De Calais à Istres, des promesses en l’air

Incités à quitter la «jungle» pour rejoindre des centres d’accueil, des réfugiés se retrouvent dans l’impasse, l’examen de leur demande d’asile fluctuant d’une préfecture à une autre.
Samir a pris le bus depuis Calais pour rejoindre le centre d’accueil et d’orientation d’Istres (Bouches-du-Rhône). Son dossier de demandeur d’asile est en cours de traitement. (Photo Olivier Monge. Myop pour Libération)
par Stéphanie Harounyan, Envoyée spéciale à Istres (Bouches-du-Rhône)
publié le 30 mai 2016 à 20h21

«Si je suis mieux ici que dans la jungle ?» La question fait rire Aly. Forcément, à côté du Kurdistan irakien qu'il a fui il y a un an et comparé aux conditions de vie dans la «jungle», les locaux de l'Association pour la formation professionnelle des adultes (Afpa), situés dans la banlieue industrielle d'Istres (Bouches-du-Rhône) ont des airs de palace. C'est ici, dans le bâtiment labellisé centre d'accueil et d'orientation (CAO), que le trentenaire et ses deux amis ont débarqué en décembre avec un groupe de réfugiés «recrutés» à Calais. Un long voyage en bus vers un ailleurs inconnu mais espéré meilleur, comme leur avait promis l'agent de l'Office français de l'immigration et de l'intégration (Ofii), qui les avait approchés. «Tous les jours ou presque, un type de chez eux passait dans la jungle pour nous dire qu'il fallait rester en France, que c'était mieux que l'Angleterre», raconte Azad, 31 ans, compagnon de voyage d'Aly.
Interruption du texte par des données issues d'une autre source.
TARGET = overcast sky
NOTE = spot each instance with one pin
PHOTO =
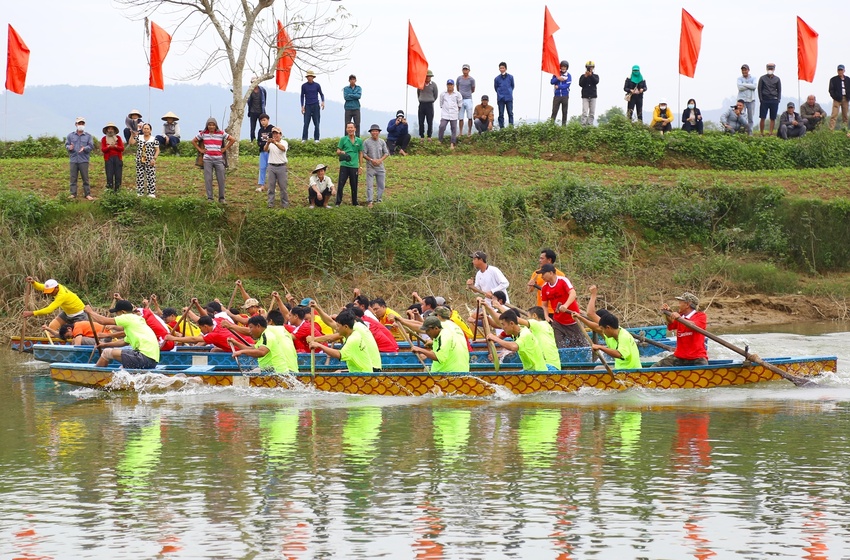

Durant trois mois, chaque nuit, il a tenté de traverser la Manche, en vain. «Un jour, j'ai eu un accident au bord de la route, alors j'ai décidé d'arrêter, poursuit-il. C'est à cause de mes empreintes laissées en Suède que je voulais partir en Angleterre. Là-bas, ce n'est pas un problème. A Calais, on m'a dit que si je partais en CAO, ce serait réglé.» Depuis novembre, les pouvoirs publics incitent les migrants de la jungle - qu'ils souhaitent démanteler - à renoncer à leur rêve d'Angleterre et à imaginer leur futur en France, laissant espérer une régularisation. Une promesse que les réfugiés du CAO d'Istres sont nombreux à évoquer. A chaque fois, le scénario est le même : des empreintes arrachées dans le pays européen où ils avaient échoué, l'arrivée à Calais pour passer outre-Manche, la désillusion et les difficultés de la vie dans la jungle… Lorsque, à bout, ils croisent un agent de l'Ofii en maraude ou tombent sur une des nombreuses affichettes incitant les migrants à quitter la jungle pour un CAO, l'offre est tentante. Au-delà de meilleures conditions de vie, c'est surtout la perspective de la levée de la procédure Dublin (1), et donc la possibilité de déposer leur demande d'asile en France, qui les fait espérer. Depuis décembre, ils sont ainsi 76 à être passés par le site istréen. La circulaire ministérielle présente les CAO comme «un lieu de répit» et sur ce point, les réfugiés n'ont rien à redire.

«Trahison»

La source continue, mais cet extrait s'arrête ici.